Eton Pharmaceuticals Inc (NASDAQ:ETON) and its manufacturing partner, Tulex Pharmaceuticals recently announced that they are filing for a new drug application (NDA) for their pipeline drug, ET-101.
ET-101 is a topiramate oral solution that Eton and Tulex have been developing as a treatment for migraines and Partial-Onset Seizures. Eton submitted the filing to the Food & Drug Administration (FDA) and the filing highlighted three indications: Migraine prevention treatment that can be administered to individuals above 12 years old; therapy for partial-onset seizures such as seizures that are caused by Lennox-Gastaut syndrome; therapy for patients with general seizures to be administered to patients above 2 years old.
“Topiramate is one of the most widely compounded oral liquids, and our product addresses the unmet need for pediatric-friendly formulations of the molecule,” stated Eton Pharmaceuticals CEO, Sean Brynjelsen.
The CEO also added in the statement that his company looks forward to working with the FDA to deliver a safe, effective, and approved product to patients as soon as possible. If ET-101 receives NDA status from the FDA, then it will become the first topiramate liquid formulation to be given the greenlight by the regulatory authority.
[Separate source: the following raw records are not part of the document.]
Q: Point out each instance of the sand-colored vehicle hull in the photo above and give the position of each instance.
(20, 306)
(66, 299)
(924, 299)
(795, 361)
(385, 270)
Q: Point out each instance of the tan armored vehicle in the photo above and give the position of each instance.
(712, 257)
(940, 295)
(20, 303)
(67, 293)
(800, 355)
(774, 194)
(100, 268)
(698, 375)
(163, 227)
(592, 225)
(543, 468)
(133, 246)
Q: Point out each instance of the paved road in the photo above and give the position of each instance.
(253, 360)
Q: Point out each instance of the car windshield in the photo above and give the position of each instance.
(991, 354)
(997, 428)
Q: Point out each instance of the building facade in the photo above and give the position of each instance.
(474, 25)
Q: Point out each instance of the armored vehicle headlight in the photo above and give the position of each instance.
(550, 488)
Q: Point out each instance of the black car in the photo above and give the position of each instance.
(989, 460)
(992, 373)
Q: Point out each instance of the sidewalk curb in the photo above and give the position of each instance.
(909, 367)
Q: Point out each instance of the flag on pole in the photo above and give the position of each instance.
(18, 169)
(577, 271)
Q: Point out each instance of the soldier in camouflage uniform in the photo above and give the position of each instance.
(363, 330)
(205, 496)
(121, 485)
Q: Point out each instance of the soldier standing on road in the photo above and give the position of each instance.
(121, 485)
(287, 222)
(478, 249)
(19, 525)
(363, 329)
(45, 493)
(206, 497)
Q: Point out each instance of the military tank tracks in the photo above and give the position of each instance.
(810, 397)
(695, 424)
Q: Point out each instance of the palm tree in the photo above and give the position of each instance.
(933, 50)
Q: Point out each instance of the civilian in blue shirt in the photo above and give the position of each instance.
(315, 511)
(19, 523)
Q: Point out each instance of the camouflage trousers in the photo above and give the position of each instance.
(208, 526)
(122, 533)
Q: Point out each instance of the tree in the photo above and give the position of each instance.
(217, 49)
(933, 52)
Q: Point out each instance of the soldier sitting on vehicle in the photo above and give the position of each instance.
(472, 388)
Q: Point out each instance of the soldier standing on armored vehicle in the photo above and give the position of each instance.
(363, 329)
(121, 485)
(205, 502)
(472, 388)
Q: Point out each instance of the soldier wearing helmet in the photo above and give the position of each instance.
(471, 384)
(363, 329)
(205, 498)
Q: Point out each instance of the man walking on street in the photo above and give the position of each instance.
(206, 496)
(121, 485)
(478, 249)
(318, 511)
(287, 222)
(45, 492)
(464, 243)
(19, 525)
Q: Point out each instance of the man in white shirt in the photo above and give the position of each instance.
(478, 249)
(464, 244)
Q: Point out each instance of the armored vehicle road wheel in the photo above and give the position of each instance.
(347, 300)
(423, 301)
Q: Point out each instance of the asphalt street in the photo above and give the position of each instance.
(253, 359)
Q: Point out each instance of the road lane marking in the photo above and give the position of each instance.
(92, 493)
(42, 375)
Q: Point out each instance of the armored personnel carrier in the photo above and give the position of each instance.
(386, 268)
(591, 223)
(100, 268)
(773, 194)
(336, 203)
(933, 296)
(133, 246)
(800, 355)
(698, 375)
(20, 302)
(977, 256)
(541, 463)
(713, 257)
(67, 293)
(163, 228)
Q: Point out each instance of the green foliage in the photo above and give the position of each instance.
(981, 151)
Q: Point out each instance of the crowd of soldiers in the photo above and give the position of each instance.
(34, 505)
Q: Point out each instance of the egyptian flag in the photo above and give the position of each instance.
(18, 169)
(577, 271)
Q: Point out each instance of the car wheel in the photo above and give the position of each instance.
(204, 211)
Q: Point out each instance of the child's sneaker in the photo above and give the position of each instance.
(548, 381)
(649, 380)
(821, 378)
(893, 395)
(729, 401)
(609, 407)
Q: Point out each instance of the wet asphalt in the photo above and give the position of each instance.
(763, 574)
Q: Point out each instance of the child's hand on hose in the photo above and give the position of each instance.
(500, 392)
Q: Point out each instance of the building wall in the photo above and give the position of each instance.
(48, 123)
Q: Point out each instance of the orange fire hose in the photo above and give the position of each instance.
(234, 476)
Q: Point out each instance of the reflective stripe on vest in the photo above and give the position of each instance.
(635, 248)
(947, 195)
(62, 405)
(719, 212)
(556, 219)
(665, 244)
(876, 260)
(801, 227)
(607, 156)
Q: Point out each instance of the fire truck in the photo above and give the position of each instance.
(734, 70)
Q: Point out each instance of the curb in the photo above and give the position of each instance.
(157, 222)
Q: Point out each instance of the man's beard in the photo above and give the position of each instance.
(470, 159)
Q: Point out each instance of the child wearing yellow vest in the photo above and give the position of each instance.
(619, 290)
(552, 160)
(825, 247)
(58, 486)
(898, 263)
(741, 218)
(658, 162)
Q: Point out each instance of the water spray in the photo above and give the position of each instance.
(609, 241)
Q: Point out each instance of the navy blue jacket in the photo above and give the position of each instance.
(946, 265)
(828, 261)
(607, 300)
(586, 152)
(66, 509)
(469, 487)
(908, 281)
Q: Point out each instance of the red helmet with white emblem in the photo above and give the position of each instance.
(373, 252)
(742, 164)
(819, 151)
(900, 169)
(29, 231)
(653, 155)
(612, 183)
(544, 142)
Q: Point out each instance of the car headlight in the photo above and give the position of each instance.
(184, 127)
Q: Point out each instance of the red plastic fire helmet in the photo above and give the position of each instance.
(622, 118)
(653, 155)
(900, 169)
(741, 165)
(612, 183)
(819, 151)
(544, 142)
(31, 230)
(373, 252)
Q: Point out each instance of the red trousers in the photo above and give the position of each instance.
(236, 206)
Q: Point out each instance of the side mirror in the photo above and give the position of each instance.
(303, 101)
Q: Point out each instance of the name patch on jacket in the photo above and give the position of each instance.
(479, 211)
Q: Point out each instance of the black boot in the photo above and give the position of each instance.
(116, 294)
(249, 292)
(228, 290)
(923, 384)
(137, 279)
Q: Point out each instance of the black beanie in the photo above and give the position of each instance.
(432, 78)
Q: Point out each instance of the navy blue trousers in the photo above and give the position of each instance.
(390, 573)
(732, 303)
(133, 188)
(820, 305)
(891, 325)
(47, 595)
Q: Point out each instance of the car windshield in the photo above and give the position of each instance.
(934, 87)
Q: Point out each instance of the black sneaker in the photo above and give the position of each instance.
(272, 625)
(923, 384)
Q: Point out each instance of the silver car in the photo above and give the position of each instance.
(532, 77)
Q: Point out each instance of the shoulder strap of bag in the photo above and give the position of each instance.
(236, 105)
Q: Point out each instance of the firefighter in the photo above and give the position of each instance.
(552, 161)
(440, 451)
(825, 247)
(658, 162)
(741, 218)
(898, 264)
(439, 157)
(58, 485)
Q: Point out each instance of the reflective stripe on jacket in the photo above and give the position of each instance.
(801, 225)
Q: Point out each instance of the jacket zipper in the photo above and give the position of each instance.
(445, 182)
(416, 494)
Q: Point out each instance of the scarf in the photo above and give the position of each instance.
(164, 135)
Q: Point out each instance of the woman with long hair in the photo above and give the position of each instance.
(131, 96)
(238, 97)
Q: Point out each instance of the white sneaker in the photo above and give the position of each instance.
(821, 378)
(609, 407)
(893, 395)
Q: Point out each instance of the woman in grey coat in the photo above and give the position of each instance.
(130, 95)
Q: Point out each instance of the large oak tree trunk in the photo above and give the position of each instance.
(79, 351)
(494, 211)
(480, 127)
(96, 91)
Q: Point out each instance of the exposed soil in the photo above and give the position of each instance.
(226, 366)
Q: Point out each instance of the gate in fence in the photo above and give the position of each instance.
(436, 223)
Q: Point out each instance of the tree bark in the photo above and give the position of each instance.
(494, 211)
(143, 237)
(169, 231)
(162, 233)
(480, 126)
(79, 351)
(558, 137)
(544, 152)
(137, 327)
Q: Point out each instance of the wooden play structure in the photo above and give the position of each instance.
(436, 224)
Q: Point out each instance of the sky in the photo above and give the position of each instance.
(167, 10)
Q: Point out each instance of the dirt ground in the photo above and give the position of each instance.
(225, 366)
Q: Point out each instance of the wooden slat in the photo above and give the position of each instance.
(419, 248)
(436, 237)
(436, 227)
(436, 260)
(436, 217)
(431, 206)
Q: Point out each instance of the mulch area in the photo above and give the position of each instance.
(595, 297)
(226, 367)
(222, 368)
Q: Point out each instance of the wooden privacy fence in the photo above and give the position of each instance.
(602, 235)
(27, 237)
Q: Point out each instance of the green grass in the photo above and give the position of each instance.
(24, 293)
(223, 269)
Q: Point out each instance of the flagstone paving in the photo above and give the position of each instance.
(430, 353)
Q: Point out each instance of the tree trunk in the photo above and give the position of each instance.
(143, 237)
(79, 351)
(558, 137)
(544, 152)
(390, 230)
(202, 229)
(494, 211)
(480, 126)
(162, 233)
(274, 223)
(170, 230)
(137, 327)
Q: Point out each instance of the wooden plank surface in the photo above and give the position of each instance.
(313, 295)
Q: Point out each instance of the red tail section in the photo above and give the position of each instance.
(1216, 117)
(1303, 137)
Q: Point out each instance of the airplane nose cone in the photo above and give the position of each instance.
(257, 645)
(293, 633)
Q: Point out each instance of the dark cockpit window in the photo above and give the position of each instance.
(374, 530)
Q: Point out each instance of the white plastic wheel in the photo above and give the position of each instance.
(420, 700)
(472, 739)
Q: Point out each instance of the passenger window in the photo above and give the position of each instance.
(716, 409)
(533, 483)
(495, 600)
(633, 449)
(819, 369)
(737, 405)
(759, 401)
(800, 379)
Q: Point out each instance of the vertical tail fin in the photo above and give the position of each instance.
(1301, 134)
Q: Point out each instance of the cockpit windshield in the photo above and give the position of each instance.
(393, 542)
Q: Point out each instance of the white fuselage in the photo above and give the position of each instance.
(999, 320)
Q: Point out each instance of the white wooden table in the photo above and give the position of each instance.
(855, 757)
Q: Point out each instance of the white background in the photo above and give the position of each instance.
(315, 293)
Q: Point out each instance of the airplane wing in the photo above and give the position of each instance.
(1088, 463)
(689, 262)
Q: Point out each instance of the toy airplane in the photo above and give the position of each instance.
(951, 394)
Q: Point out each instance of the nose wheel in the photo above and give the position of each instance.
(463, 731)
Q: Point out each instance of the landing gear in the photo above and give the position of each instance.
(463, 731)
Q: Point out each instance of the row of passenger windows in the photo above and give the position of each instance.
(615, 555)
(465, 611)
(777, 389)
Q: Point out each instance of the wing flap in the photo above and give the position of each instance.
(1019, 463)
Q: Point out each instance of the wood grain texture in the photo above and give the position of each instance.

Topiramate’s liquid formulation addresses the unmet needs of patients suffering from dysphagia and patients that require precision dosing such as the one that Eton can deliver through the formulation. For example, it will be ideal for children that suffer from the indicated condition as long as they are within the age recommended by physicians.
Eton finalizes its public offering
Eton also announced the closure of its public offering last week through which the company had previously announced a public offering of 3,220,000 shares of common stock. The shares were priced at $7.00 per share and it included the sale of 420,000 shares that were sold when the underwriter fully exercised its overallotment option.
Eton managed to generate $22.5 million in gross proceeds from the sale, before the offering expenses, commissions, and underwriting discounts were deducted. The company plans to use some of the net proceeds from the public offering to boost its working capital and general corporate purposes such as administration costs, capital expenditures, research, and development activities.